Here we trace and analyze activations at specified layers, computing probabilities for each token through the softmax function. By aggregating these probabilities from different layers, the function provides insights into the model’s confidence at various stages

prompt= "The Eiffel Tower is in the city of"
layers = model.transformer.h
probs_layers = []

with model.trace() as tracer:
    with tracer.invoke(prompt) as invoker:
        for layer_idx, layer in enumerate(layers):
            # Process layer output through the model's head and layer normalization
            layer_output = model.lm_head(model.transformer.ln_f(layer.output[0]))

            # Apply softmax to obtain probabilities and save the result
            probs = torch.nn.functional.softmax(layer_output, dim=-1).save()

probs = torch.cat([probs.value for probs in probs_layers])

# Find the maximum probability and corresponding tokens for each position
max_probs, tokens = probs.max(dim=-1)

# Decode token IDs to words for each layer
words = [[model.tokenizer.decode(t).encode("unicode_escape").decode() for t in layer_tokens]
    for layer_tokens in tokens]

# Access the 'input_ids' attribute of the invoker object to get the input words
input_words = [model.tokenizer.decode(t) for t in invoker.inputs[0]["input_ids"][0]]
You're using a GPT2TokenizerFast tokenizer. Please note that with a fast tokenizer, using the `__call__` method is faster than using a method to encode the text followed by a call to the `pad` method to get a padded encoding.

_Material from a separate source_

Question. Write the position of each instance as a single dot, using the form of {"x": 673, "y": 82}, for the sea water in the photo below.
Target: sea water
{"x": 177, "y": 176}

Visualizing GPT-2 Layer Interpretations#

Now we will visualize the prediction of the GPT-2 model while processing the string *’The Eiffel Tower is in the city of _’* and we’ll explore the interpretations of each layer within the GPT2Block, gaining insights into what each layer believes could be the next word for every input word.

output_words = input_words[1:] + ["?"]

cmap = sns.diverging_palette(255, 0, n=len(words[0]), as_cmap=True)

plt.figure(figsize=(10, 6))
ax=sns.heatmap(max_probs.detach().numpy(), annot=np.array(words), fmt='', cmap=cmap, linewidths=.5, cbar_kws={'label': 'Probability'})

plt.title('Logit Lens Visualization')
plt.xlabel('Input Tokens')

plt.yticks(np.arange(len(words)) + 0.5, range(len(words)))

plt.xticks(np.arange(len(input_words)) + 0.5, input_words, rotation=45)



The vertical axis indexes the layers, zero-indexed from 0 to 11. The top guess for each token, according to the model’s activations at a given layer, is printed in each cell. The colors show the probability associated with the top guess.